= The Comedians of Comedy =

Stand-up comedy tour, film, and television series

The Comedians of Comedy is a stand-up comedy tour featuring comedians Patton Oswalt, Zach Galifianakis, Brian Posehn and Maria Bamford that was documented in a 2005 film and 2005 Comedy Central television series of the same name, both directed by Michael Blieden. After Zach Galifianakis left the tour, he was replaced by comedian Eugene Mirman.

==History==
The idea behind The Comedians of Comedy—its name a play on The Original Kings of Comedy and similar tours—involves the comedians performing at smaller indie rock venues instead of comedy clubs. Playing indie rock clubs was an idea taken from anti-comic Neil Hamburger, who is considered a pioneer of this type of show, playing such clubs since 2000. Both the film and television series alternate between footage of the comedians on stage and other aspects of their lives on the road.
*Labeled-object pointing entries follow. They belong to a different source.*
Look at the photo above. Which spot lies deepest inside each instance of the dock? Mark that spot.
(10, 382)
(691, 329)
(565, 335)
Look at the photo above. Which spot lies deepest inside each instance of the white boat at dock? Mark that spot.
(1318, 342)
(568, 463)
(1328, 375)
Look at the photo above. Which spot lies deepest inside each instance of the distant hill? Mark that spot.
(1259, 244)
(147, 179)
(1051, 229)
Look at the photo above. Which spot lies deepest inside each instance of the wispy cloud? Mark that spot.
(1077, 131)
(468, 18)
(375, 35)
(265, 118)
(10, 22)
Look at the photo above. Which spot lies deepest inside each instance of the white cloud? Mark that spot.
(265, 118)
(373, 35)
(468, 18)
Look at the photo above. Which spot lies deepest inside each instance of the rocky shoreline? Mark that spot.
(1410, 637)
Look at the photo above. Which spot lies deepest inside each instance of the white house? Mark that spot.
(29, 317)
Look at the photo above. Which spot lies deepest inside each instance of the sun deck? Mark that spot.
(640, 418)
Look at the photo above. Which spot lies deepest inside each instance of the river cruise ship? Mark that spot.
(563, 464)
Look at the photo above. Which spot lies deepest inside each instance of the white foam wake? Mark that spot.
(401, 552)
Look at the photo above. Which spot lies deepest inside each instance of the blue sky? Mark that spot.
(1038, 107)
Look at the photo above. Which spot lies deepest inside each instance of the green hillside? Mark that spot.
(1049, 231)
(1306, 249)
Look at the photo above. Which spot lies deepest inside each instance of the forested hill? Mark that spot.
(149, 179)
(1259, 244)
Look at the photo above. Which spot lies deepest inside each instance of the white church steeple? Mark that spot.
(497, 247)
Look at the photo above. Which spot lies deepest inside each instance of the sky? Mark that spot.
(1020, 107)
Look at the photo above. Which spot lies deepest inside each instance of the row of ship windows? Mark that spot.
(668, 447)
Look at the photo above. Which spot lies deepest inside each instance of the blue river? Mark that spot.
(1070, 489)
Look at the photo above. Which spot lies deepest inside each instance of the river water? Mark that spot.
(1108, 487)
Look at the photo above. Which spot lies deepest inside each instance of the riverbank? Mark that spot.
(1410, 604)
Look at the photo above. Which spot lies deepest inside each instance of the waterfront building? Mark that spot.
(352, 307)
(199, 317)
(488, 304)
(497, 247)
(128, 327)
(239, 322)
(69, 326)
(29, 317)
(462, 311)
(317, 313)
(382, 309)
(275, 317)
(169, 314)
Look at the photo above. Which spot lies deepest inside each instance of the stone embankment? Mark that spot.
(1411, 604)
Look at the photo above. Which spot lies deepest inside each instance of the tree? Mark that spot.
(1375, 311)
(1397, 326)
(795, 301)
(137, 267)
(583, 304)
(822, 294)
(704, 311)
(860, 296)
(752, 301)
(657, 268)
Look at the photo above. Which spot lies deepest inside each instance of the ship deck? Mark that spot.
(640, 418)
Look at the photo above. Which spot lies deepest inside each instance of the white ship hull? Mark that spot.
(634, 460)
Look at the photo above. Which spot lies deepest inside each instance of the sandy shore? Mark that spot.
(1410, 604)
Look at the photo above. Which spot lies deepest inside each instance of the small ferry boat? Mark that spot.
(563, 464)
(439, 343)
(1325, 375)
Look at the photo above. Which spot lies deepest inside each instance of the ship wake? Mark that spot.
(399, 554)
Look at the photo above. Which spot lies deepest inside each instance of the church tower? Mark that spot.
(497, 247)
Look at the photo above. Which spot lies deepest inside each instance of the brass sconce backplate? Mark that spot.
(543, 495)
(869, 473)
The final Comedians of Comedy show with Patton Oswalt, Brian Posehn, and Maria Bamford occurred on July 28, 2008, in San Diego, California. Zach Galifianakis appeared via pre-recorded video/sketch and special guests included Paul Scheer, Rob Huebel, and Aziz Ansari of Human Giant, along with Sarah Silverman. The show took place at Spreckels Theatre in San Diego during the same weekend as the 2008 San Diego Comic-Con.

==Movies and series==
The film The Comedians of Comedy, shot during the fall of 2004, had its world premiere at the South by Southwest film festival in March 2005. It is one of the first films to be financed by the DVD-rental service Netflix, also the film's distributor. The film inspired Comedy Central to commission a six-episode Comedians of Comedy television series, involving a six-city tour during the summer of 2005; the show premiered in November of that year. The episodes were shot in Baltimore, New York City, Philadelphia, Atlantic City, Boston and Martha's Vineyard.
After ending their run on Comedy Central, Oswalt, Posehn, Mirman and Morgan Murphy performed in a 2006 Comedians of Comedy tour.

The Comedians of Comedy also appeared as one of the Friday opening acts at the 2007 Coachella Valley Arts and Music Festival, including San Francisco Bay Area comedians Brent Weinbach and Jasper Redd.

On October 2, 2007, a DVD of a live performance from the Troubador was released, featuring the cast of the film alongside other notables like Eugene Mirman, Jon Benjamin, David Cross, and others.